# Help for my Dad



## chabett (Aug 16, 2015)

Hi there everyone. I am hoping that some of you knowledgeable people can give me some information. My Dad (from uk) who is 78, met on the internet a Filipino lady (71 years old) and has fallen in love. They met in Mar this year on internet and met face to face in July. I took him to visit her and now they want to live together for the rest of their years. So that is the dreamy part but I am absolutely sure it will not be as simple as that as far as immigration which my Dad is not grasping. Any way I'm left to find out how to make it work and I'm a little overwhelmed. 

I understand that I can apply for a visitor visa for up to 6 months (preferably 5.5 months). They want to marry - should this be done in UK or Philippines? As the circumstances are a little unusual - ie both retired. Should mention that Dad's lady friend has an American passport due to expire in a couple of years.

Will it be the case that Dad will have to go to the Philipines every 5.5 months and then return with lady friend for 5.5 months. This will of course become expensive and what are the options......if there are any?
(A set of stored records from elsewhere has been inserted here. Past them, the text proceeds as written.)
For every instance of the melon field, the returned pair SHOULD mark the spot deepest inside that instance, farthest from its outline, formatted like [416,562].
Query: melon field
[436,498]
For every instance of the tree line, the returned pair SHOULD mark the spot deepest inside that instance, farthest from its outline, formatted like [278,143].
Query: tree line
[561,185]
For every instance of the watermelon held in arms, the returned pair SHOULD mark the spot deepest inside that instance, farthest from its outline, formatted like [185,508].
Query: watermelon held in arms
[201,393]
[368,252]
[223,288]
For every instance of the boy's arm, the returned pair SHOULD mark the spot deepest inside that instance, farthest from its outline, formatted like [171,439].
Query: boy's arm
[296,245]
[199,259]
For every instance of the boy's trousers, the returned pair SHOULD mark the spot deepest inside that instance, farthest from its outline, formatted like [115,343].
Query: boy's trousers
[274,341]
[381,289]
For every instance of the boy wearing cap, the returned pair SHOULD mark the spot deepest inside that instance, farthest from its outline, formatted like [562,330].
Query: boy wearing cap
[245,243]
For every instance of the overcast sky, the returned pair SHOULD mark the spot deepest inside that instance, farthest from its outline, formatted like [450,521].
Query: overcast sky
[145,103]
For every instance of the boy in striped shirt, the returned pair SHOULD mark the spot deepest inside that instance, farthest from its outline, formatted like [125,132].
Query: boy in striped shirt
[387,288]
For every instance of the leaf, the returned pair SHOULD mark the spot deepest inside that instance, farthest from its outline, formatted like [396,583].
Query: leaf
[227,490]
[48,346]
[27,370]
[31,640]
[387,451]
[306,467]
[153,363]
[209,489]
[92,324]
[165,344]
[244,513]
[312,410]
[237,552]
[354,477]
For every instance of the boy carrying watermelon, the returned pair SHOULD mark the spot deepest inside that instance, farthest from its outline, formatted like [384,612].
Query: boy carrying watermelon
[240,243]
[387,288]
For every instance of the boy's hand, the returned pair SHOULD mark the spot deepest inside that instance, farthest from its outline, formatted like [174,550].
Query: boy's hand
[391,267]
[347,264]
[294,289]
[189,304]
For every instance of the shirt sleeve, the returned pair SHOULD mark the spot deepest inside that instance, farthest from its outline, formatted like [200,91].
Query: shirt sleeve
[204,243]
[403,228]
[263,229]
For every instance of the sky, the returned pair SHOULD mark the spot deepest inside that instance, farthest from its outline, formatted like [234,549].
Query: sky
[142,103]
Do I absolutely have to buy a return ticket for them in advance on every trip?

Can anyone recommend an immigration agency to help out and what would the approx cost be? 

Please help......I'm out of my depth. Thank you in advance! L


----------



## Palawenio (Mar 4, 2014)

I cannot write on the intricacies of this scenario, but please let me simplify.
Dad is British, GF is American-Filipino. 
I believe they can marry anywhere between the 3 countries. 
Their residency of convenience would be UK (or US). 
The wife goes back to Philippines for lengthy visit as "Balikbayan" (special status of ex-Filipinos) with husband in tow lane: :welcome:


----------



## chabett (Aug 16, 2015)

Thank you Palawenio

So from what you say there is not a "preferred" wedding location. Should have stated US is not on the cards and they both wish to stay "permanently" in the uk not the Philippines - In an IDEAL World! 

Sorry, I'm not familiar with "Residency of convenience". What does this imply? Or is it documentation that is required to be completed?

Also, would I be correct in saying that as both subjects are retired, they do not have to meet the minimum income threshold to prove ability to support partner.......!(18K approx I think). 

So, now I suppose I'm asking for Visa/immigration agency advice. Thank you.


----------



## Palawenio (Mar 4, 2014)

In a case like this, I won't look too far ahead into the future. Take one step at a time so you don't get needlessly overwhelmed. 
GF can go to the Philippines anytime without a return ticket back to UK or US.
Dad would need a visitor's visa to Philippines, the longer the duration, the better.
It's legwork / paperwork basically. They are both seniors ; things are usually easier for us.


----------



## chabett (Aug 16, 2015)

Ok, thank you. So does my Dad need a return tickets to uk when going to Philipines? And does his partner need a return ticket to Philippines when going to UK? Is six months the longest visitor visa for both parties UK and Philippines?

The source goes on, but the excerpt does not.